ОЛЬГА ОСИПОВНА. Но тебя-то как можно было?! Тебя?!

НИКОЛАЙ. Это недоразумение, мама, ошибка. И она будет исправлена. Меня отделить от партии невозможно!

ОЛЬГА ОСИПОВНА (жалея, что начала этот разговор, успокаивает). Да, да… Я ведь только о том…

НИКОЛАЙ. Партия — это как монолитный кусок гранита! И для того, чтобы из этого куска вытащить ничтожно малую крупицу, которая в середине его, надо разбить весь кусок! Я в партии, мама. Был, есть, буду!
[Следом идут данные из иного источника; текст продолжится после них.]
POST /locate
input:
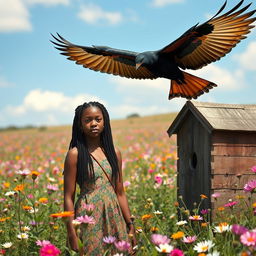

ОЛЬГА ОСИПОВНА. Будешь, будешь, сыночек.

НИКОЛАЙ. Чистка! Значит, очистить от всех, кто прилип, примазался, от всех, кто тормозит наше движение вперед. Надо беспощадно очищать от них партию! А со мной чепуха получилась! Не имеют права заочно… Я уже написал в окрпроверком, и я их заставлю прийти ко мне. И тут мы поговорим — большевик я или не большевик!

ОЛЬГА ОСИПОВНА. Вот и хорошо. Уверен — значит, так и будет. Только не изводи себя попусту. А то все думаешь, думаешь… Иногда окликнешь, а ты и не слышишь. Ты успокойся, не думай.

НИКОЛАЙ. А я, мама, не об этом.

ОЛЬГА ОСИПОВНА. О чем же, сынок?

НИКОЛАЙ. Мне глаза нужны, мама. Хоть один. Пусть наполовину, на четверть, на десять процентов видит!.. Мне писать надо!

ОЛЬГА ОСИПОВНА. О чем?

НИКОЛАЙ. О моих сверстниках. О том, какие мы были в те годы… О том, что же такое — горнило революции!

ОЛЬГА ОСИПОВНА. Об этом и думаешь?

НИКОЛАЙ. Об-этом. Только об этом… Тебе получше сегодня?

ОЛЬГА ОСИПОВНА. Получше.

НИКОЛАЙ. Прочитай мне кусочек из «Овода».

ОЛЬГА ОСИПОВНА (берет книгу, садится около сына). Какой?

НИКОЛАЙ. Побег из тюрьмы.

ОЛЬГА ОСИПОВНА (читает). «Нет, с ним ничего не случилось, ничего!»

НИКОЛАЙ. Чуть дальше.

ОЛЬГА ОСИПОВНА. «Когда он сел, ему стало еще хуже. Боль овладела всем телом, его лицо посерело от ужаса. Нет, надо вставать и приниматься за дело. Надо стряхнуть с себя боль. Чувствовать или не чувствовать боль — зависит от твоей воли, он не хочет ее чувствовать, он заставит ее утихнуть. Он поднялся с койки и проговорил вслух:

— Я не болен. Мне нельзя болеть. Я должен перепилить решетку. Болеть сейчас нельзя, — и взялся за напильник.

Четверть одиннадцатого, половина, три четверти… Он пилил и пилил, и каждый раз, когда напильник, визжа, впивался в железо, ему казалось, что это пилят его тело и мозг.

— Кто же сдастся первый, — сказал он, усмехнувшись. — Я или решетка? — Потом стиснул зубы и продолжал пилить.

Половина двенадцатого. Он все еще пилил, хотя рука у него распухла, деревенела и с трудом держала инструмент».